( Lot's Wife by Anselm Kiefer )title of piece:
Painting, made with paint, pieces of straw, twigs and soil. It shows two railroad tracks, stretching into the distance – the horizon a bleak, white sky.
The painting takes its title from the Bible story of Lot’s wife, who was told not to turn back and look at the destruction of Sodom, but who did – and was turned to salt.
Kiefer’s art has a tendency to deal with history and memory, and specifically German history, and this is no exception. Just as Lot’s wife, Kiefer looks back, seeing what he has left behind.
What kind of Sodom has existed, and been destroyed, in his past, as well as what kind of Sodom he has escaped from. Keeping in mind that this picture deals with German history, the presence of the railroad track, makes me think of the railroad to Auschwitz.
But unlike Lot’s Wife neither Kiefer nor we, the viewers, are turned to salt – and the picture seems to say that sometimes we have
to look back. Sometimes we have to view the evil we leave behind us.

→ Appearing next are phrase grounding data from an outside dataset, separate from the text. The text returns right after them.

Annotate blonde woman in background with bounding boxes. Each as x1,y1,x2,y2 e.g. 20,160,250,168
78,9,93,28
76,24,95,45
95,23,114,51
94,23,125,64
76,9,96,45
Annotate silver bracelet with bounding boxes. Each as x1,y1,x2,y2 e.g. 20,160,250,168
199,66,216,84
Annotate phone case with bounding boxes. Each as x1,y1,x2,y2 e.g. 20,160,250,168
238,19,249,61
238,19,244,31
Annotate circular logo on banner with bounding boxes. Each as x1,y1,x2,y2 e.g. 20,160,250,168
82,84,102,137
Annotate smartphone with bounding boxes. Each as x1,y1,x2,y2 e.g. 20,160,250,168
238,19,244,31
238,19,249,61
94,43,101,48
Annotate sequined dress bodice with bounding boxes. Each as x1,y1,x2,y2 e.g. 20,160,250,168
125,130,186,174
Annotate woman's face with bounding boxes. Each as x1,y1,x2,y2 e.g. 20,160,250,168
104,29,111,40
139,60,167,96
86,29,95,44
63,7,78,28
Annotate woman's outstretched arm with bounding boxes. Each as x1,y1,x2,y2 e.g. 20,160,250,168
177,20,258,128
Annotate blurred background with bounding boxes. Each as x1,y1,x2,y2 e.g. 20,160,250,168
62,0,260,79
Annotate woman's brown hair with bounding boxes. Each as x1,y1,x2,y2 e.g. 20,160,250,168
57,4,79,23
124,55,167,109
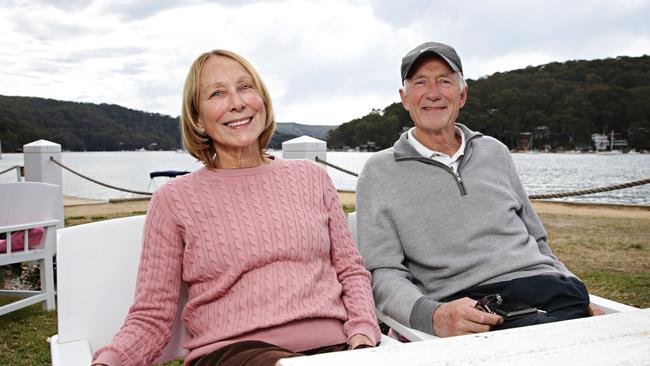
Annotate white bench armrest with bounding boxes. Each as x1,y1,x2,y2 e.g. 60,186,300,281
376,309,437,341
589,294,638,313
49,335,92,366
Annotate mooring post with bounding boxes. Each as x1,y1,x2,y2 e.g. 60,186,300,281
281,135,327,162
23,140,64,228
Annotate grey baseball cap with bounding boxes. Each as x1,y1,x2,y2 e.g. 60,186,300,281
401,42,463,83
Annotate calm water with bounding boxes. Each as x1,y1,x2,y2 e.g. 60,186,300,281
1,151,649,205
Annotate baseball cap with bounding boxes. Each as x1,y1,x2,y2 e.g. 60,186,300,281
401,42,463,83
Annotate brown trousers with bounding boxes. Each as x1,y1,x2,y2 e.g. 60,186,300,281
192,340,348,366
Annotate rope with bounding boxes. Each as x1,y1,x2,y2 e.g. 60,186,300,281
0,165,22,176
46,155,649,200
50,157,153,196
528,178,650,199
314,157,650,200
315,156,359,177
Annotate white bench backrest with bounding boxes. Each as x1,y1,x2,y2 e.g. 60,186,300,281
0,182,59,315
56,215,188,362
0,182,59,226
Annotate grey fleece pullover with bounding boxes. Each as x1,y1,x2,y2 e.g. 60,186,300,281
356,124,575,335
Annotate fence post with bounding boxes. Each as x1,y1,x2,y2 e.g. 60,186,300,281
281,135,327,161
23,140,64,228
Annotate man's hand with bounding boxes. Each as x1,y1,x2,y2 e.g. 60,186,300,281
587,302,605,316
433,297,504,337
348,333,375,349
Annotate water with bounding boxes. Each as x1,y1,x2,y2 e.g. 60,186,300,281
1,151,649,205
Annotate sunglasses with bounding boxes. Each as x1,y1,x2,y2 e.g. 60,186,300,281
474,294,503,313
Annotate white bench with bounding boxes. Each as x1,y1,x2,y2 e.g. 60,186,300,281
346,212,638,341
278,308,650,366
49,216,187,365
0,182,59,316
49,215,398,365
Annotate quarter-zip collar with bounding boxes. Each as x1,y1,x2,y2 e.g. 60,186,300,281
394,123,482,161
393,123,483,196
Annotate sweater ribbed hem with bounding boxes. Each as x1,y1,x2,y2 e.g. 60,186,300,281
184,318,347,365
347,323,381,346
92,349,122,366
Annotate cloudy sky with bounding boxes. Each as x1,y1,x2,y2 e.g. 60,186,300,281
1,0,648,125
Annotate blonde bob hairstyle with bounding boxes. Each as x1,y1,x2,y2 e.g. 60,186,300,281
180,49,276,169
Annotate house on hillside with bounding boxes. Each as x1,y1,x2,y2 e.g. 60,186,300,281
592,132,628,152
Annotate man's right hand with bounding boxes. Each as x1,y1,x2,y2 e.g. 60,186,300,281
433,297,504,337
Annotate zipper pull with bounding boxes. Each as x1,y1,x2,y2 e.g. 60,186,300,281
454,169,462,183
454,170,467,196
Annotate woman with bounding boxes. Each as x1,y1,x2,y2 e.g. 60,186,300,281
92,50,380,366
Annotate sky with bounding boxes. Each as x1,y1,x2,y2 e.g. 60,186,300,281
1,0,649,125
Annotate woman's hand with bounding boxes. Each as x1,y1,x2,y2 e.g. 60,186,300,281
348,333,375,350
587,303,605,316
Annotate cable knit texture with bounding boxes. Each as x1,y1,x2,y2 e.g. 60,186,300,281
92,158,380,366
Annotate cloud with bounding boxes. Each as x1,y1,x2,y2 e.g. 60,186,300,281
56,47,148,63
19,0,92,11
369,0,435,28
89,0,276,21
0,0,649,125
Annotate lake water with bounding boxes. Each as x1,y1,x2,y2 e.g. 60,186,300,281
1,151,649,205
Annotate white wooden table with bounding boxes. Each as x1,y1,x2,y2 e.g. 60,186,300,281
279,308,650,366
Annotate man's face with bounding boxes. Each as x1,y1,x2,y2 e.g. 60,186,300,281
399,56,467,135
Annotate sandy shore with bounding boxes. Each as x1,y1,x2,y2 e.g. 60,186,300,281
64,193,650,219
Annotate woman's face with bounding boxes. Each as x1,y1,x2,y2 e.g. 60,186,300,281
197,55,267,158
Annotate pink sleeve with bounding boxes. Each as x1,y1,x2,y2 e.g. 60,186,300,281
92,191,185,366
321,168,381,345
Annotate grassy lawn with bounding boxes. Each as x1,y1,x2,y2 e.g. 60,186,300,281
1,206,648,365
541,213,650,308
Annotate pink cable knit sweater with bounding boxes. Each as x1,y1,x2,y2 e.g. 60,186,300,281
93,158,380,366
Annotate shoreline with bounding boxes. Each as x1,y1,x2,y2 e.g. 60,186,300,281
64,193,650,220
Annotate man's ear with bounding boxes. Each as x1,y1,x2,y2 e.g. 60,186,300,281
459,84,468,109
399,87,410,111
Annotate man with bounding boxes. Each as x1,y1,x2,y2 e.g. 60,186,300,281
356,41,603,337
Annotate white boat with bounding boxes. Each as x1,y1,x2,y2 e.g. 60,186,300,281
596,130,623,155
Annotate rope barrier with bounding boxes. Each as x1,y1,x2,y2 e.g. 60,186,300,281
527,178,650,199
315,157,359,177
314,157,650,200
0,165,22,177
50,157,153,196
46,155,648,201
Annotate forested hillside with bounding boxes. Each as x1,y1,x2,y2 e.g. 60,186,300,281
327,55,650,151
0,96,333,152
0,96,180,152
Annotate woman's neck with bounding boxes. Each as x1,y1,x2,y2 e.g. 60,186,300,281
214,146,269,169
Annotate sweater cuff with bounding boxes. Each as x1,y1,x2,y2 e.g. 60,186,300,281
348,323,381,346
92,349,122,366
409,296,441,335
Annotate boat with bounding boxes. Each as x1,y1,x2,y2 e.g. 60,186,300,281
147,170,190,191
149,170,190,179
596,130,623,155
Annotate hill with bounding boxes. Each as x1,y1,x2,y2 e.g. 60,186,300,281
327,55,650,151
0,96,332,152
274,122,333,141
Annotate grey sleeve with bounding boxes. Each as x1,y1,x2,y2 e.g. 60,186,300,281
356,162,440,335
504,150,575,278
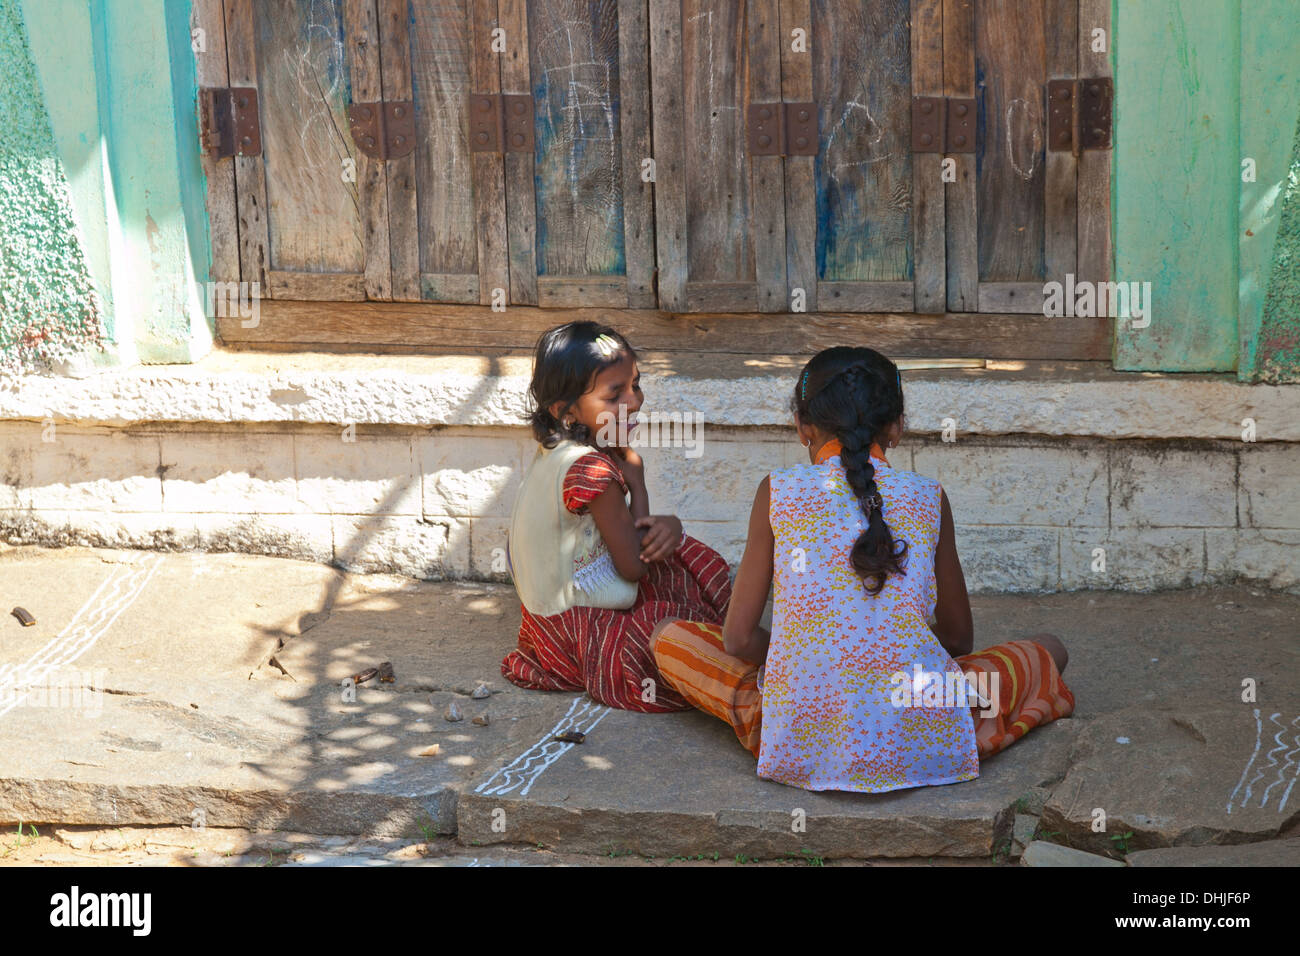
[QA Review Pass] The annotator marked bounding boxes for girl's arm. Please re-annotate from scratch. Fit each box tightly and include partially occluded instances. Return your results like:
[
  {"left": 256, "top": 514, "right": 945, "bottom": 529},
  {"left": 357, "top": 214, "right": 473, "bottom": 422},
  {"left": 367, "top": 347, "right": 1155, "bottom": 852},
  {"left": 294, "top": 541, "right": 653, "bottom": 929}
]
[
  {"left": 722, "top": 476, "right": 774, "bottom": 663},
  {"left": 587, "top": 482, "right": 650, "bottom": 581},
  {"left": 932, "top": 489, "right": 974, "bottom": 658},
  {"left": 610, "top": 446, "right": 650, "bottom": 521}
]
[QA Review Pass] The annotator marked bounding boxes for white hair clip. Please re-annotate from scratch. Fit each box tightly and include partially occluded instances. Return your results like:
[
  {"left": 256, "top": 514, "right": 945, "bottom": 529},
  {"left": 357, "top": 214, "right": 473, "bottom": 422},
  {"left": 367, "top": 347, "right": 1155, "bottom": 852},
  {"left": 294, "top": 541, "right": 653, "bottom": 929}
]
[{"left": 593, "top": 333, "right": 621, "bottom": 358}]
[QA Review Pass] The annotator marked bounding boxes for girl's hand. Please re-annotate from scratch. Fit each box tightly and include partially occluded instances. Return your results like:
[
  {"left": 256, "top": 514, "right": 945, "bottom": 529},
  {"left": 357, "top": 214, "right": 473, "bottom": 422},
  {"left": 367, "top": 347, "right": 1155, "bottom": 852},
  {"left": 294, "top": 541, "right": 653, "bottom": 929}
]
[{"left": 635, "top": 514, "right": 682, "bottom": 562}]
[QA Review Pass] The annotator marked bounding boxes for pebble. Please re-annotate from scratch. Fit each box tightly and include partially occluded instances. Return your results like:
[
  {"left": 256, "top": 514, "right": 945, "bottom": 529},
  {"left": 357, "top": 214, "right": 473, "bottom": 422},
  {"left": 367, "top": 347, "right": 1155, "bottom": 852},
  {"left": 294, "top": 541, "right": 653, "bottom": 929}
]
[
  {"left": 471, "top": 683, "right": 491, "bottom": 700},
  {"left": 472, "top": 713, "right": 490, "bottom": 727},
  {"left": 444, "top": 702, "right": 464, "bottom": 722}
]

The pieces of straw, twig and soil incorporate the very land itself into the picture and makes it tangible. The land becomes present in the painting in a way it would not have been had Kiefer used just paint. The result is a grounding of the picture. What Kiefer shows isn’t just a parable or a biblical reference, it is real
as the twigs and soil is real.
In short this painting gives me chills.